O governo elaborou dois estudos para defender parte das medidas — as ações analisadas somam R$ 83,5 bilhões. A Secretaria Executiva do Ministério do Planejamento e Orçamento argumenta que o pacote terá impactos positivos na renda e no emprego, sem comprometer o arcabouço fiscal.

Segundo o Executivo, os programas são capazes de mobilizar pouco mais de 1,9 milhão de postos de trabalho. Além disso, o impacto potencial no PIB é de R$ 110,9 bilhões. A arrecadação potencial, por sua vez, é de cerca de R$ 45,4 bilhões. Além disso, o Executivo rebateu a visão de que o impulso ao crédito seja o principal motor da inflação.

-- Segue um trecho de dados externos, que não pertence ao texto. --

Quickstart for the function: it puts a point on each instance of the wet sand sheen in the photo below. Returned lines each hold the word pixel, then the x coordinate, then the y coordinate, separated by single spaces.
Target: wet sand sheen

"As medidas econômicas aqui discutidas representam primeiramente um aumento na demanda agregada, que será suprida por um correspondente aumento de bens e serviços na economia nacional", diz o estudo.

O efeito, segundo o governo, é multiplicador: "A produção necessária para se atender essa demanda leva a duas consequências. Em parte, será atendida por produção nacional. Tal produção gera emprego, renda e arrecadação não apenas no setor produtor do bem ou serviço final, mas também ao longo de toda a sua cadeia produtiva. Esses trabalhadores empregados nas diversas etapas do processo produtivo, por sua vez, vão consumir parte da sua renda, ensejando novas rodadas de aumento de produção, renda e arrecadação."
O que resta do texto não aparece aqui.